How to be an LGBTQ+ ally
Being an ally to any community is an ongoing learning process. Not being part of the community that you support may make it impossible for you to fully grasp the weight of the issues that it deals with. However, there are some important ways that allies to any marginalized community, specifically the LGBTQ+ community, can be supportive.
Firstly, respect everyone’s gender identity and sexual orientation. Not everyone will have the same experience as you – So, stay open-minded.
Respect also involves using the correct name and pronouns for a person – If you don’t know, it’s better to ask than to risk being offensive.
It’s okay if you don’t know what every term means. People are constantly finding new labels to describe themselves, and it can be hard to keep up with them – It’s okay if you don’t know.
Just respect others’ use of them, and don’t ask if it’s a “real thing.” Let people have their differences and use labels they feel comfortable with. This applies to both gender and sexual orientation.
Next, apologize. It can be extremely difficult getting used to new names or pronouns, especially if you’ve known someone for a long time. There will be times when you slip up and, when you do, make sure you apologize. Listen to the concerns of the other person and commit yourself to change your behavior.
Try not to assume a person’s gender. If you aren’t sure of how they identify, ask. Ask for their name and pronouns, and if you really don’t know, using “they/them” is more inclusive and safe.
There are some things that you just should not ask LGBTQ+ people. Don’t ask for “dead names” that are associated with a trans person’s sex assigned at birth. Saying the name can bring up painful memories for a trans person – Just respect their transition by using their chosen name and pronouns.
Do not ask what gender a person “used to be.” A trans person never used to be any gender – Their gender was always the gender they identify with. Don’t say things like, “She used to be a girl” – If a person identifies as a girl, they were always a girl.
Don’t be afraid to stand up for a trans, lesbian, gay, or bisexual person if the situation is safe for you to do so – Call people out when they are misgendered and use your privilege to make sure others respect everyone’s identity.
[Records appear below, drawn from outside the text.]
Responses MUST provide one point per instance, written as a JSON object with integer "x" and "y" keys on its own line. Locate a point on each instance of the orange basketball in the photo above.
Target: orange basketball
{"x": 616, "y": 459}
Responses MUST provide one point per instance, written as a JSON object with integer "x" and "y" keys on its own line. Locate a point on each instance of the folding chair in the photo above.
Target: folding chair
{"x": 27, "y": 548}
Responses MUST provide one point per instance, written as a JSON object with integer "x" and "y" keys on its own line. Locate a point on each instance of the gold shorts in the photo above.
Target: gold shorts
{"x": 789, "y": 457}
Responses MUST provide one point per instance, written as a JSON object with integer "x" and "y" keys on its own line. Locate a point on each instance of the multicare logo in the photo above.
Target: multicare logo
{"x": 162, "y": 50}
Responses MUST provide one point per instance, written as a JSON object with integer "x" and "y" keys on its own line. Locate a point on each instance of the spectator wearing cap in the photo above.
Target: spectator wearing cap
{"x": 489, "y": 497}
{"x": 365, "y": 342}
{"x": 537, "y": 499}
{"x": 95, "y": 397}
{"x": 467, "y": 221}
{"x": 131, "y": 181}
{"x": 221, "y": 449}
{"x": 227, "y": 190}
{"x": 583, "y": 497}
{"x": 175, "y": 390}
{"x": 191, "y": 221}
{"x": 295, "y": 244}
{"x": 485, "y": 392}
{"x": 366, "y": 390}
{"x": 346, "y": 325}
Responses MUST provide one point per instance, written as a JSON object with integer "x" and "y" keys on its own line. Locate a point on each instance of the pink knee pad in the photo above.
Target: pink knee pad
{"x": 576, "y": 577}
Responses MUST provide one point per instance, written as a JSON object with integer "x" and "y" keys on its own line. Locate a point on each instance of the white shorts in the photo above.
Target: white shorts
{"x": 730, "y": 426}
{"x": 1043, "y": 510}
Lastly, the most important part of being an ally is taking action. While it is great to want to go to gay pride celebrations, if you don’t show up for some of the harder events, like rallies and protests, it shows the LGBTQ+ community that you only want to be part of the fun, but not the issues that many of them face.
Overall, being an ally is all about respect. Respect a person’s identity, the gender they chose to or chose not to identify with, and commit yourself to use the correct pronouns and breaking habits such as automatically assuming and labeling a person’s gender.